Private Haushalte und Kommune von Rohrbrüchen betroffen
Von Hans-Peter Saurwein
Schlitz
Viele hatten den Winter Ende Januar schon abgehakt, als plötzlich am letzten Januarwochenende die Temperaturen rapide absackten. Fast genau zwei Wochen lang Temperaturen jenseits von Minus achtzehn Grad ließen alles schlagartig einfrieren.
„So viele eingefrorene Wasserleitungen und auch Heizungsrohre hatten wir schon lange nicht mehr“, resümiert Installateurmeister Fritz Schienbein aus Bernshausen. In einer Zeit, in der Handwerker eher weniger zu tun haben, hätten seine Monteure rund um die Uhr arbeiten können. Gut zwanzig Einsätze hatten sie in Privathaushalten zu verzeichnen, vom eingefrorenen Wasserrohr bis zur Heizung, die versagte. „Es war zu schnell zu kalt. Wer da nicht gleich die Heizung richtig aufgedreht hat, dem sind die Leitungen eingefroren“, ist die Bilanz des Handwerksmeisters.
Anders getroffen wurde das Ehepaar Helga und Albrecht Burkhardt. „Wir sind am 28. Januar aus dem Urlaub zurück gekommen. 23 Grad auf Fuerteventura, minus 20 Grad in Schlitz – das war ein Schock“, erzählt Albrecht Burkhardt. „Es hat dann auch nicht lange gedauert und uns ist ein außenliegendes, wasserführendes Rohr eingefroren“. Dieses Problem hat der Heimwerker aber schnell selbst gelöst und es ganz langsam aufgetaut.
Unter der Erde dauerte es etwas länger. „Seit Freitag, dem 10. Februar, sind wir ständig im Einsatz, jeden Tag wird mindestens ein Rohrbruch gemeldet“, erzählt Thomas Rippl, Leiter der städtischen Wasserwerke.
Auch er sitzt zum Zeitpunkt der Nachfrage nicht im warmen Büro, sondern ist mit seinen Leuten draußen auf der Baustelle, auf der Suche nach einem neuen Leck. „Bahnhofstraße, Auf der Hall, Am Lerchengarten, mal sehen, wo wir morgen sind“.
Bei diesen Störfällen sind natürlich auch die Arbeiter des städtischen Bauhofs mit eingebunden.

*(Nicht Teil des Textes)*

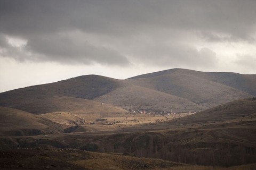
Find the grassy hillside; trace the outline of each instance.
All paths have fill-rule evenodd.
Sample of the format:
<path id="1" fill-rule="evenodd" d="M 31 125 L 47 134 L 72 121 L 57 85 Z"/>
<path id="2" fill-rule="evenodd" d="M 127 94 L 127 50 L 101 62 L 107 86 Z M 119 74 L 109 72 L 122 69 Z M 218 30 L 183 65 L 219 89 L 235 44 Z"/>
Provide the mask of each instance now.
<path id="1" fill-rule="evenodd" d="M 150 78 L 169 74 L 185 74 L 213 81 L 233 87 L 253 96 L 256 95 L 256 74 L 241 74 L 228 72 L 203 72 L 194 70 L 174 69 L 136 76 L 129 79 Z"/>
<path id="2" fill-rule="evenodd" d="M 89 75 L 1 93 L 0 106 L 35 114 L 69 112 L 75 106 L 71 106 L 70 102 L 68 103 L 70 109 L 51 104 L 53 101 L 58 105 L 57 100 L 61 100 L 59 96 L 62 96 L 95 100 L 122 108 L 202 110 L 252 97 L 256 93 L 255 84 L 255 75 L 184 69 L 169 70 L 125 80 Z"/>
<path id="3" fill-rule="evenodd" d="M 59 133 L 61 126 L 52 121 L 11 108 L 0 107 L 1 135 L 31 135 Z"/>
<path id="4" fill-rule="evenodd" d="M 113 90 L 119 82 L 98 75 L 81 76 L 1 93 L 0 106 L 17 107 L 58 96 L 91 99 Z"/>
<path id="5" fill-rule="evenodd" d="M 36 101 L 16 108 L 29 113 L 41 114 L 55 112 L 90 113 L 122 113 L 126 110 L 107 104 L 82 98 L 66 96 L 54 96 Z"/>
<path id="6" fill-rule="evenodd" d="M 235 86 L 228 86 L 223 83 L 227 81 L 226 84 L 227 85 L 244 83 L 245 86 L 247 84 L 247 82 L 241 82 L 239 79 L 231 79 L 229 77 L 229 74 L 219 73 L 173 69 L 142 75 L 126 80 L 137 86 L 187 99 L 208 108 L 234 100 L 250 97 L 254 94 L 252 92 L 250 95 L 247 93 L 248 90 L 242 91 L 243 88 L 236 89 Z M 254 77 L 256 80 L 256 75 Z M 250 90 L 254 90 L 255 86 L 252 86 L 252 84 L 255 85 L 255 83 L 256 81 L 250 83 L 252 88 Z"/>
<path id="7" fill-rule="evenodd" d="M 0 158 L 0 168 L 4 169 L 254 170 L 255 166 L 255 164 L 228 168 L 191 166 L 160 159 L 76 149 L 19 149 L 1 151 Z"/>
<path id="8" fill-rule="evenodd" d="M 128 84 L 116 89 L 95 100 L 121 107 L 154 110 L 187 112 L 207 108 L 184 98 L 134 85 Z"/>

Doch auch der Bauhof ist keine Tiefbaufirma, ihm fehlt das passende Equipment. „Bei solchen Schäden müssen Fremdfirmen hinzugezogen werden, die zum einen die passenden Gerätschaften – wie Bagger – haben und zum anderen schnellstmöglich – am bestens sofort – mit der Arbeit beginnen können.
Schäden im Freibad
Da ist Gefahr im Verzug, das können wir nicht erst ausschreiben“, erläutert Bürgermeister Hans-Jürgen Schäfer, der am Freitag auf der Hall an der Baustelle war, um sich selbst ein Bild vor Ort zu machen. „Wir haben in der Kernstadt teilweise noch ein altes Rohrleitungsnetz, das sehr anfällig ist“. Es war an diesem Tag nicht Schäfers einziger Außentermin. Weiter ging es ins Schlitzer Freibad.
Gemeinsam mit Vertretern des Bauamtes und des E-Werk begutachteten er und Schwimmmeister Uwe Gabler die sichtbaren Schäden im städtischen Freibad. Auf den ersten Blick waren einige Rand- und Überlaufkacheln geplatzt. „Den richtigen Schaden können wir erst ersehen, wenn wir Ende März das Wasser ablassen. Das bleibt über Winter drin und wird mit Eisdruckpolstern an den Rändern gesichert. Diese Polster sollen dem Eis den Druck nehmen und so die Kacheln schützen“, erklärt Gabler. Nach der Begehung wurden unverzüglich die kaputten Randkacheln gekennzeichnet, um sie auszutauschen. „Wir reparieren nur das Allernotwendigste.
Da wir nicht wissen wie es mit dem Hallenbad weitergeht, aber auch das Freibad saniert werden muss, brauchen wir schnellstens, doch gut durchdacht, ein Konzept, welches notfalls bei unserem Freibad auch eine Nutzung im Winter zulässt“, verrät das Stadtoberhaupt. Nach den Kosten der Frostschäden befragt, zuckt Schäfer mit den Schultern.
„Noch ist der Winter nicht rum und heute das waren noch nicht die letzten Schäden. Wir müssen abwarten, was noch auf uns zukommt. Erst im Frühjahr wird die Verwaltung mehr dazu sagen können“.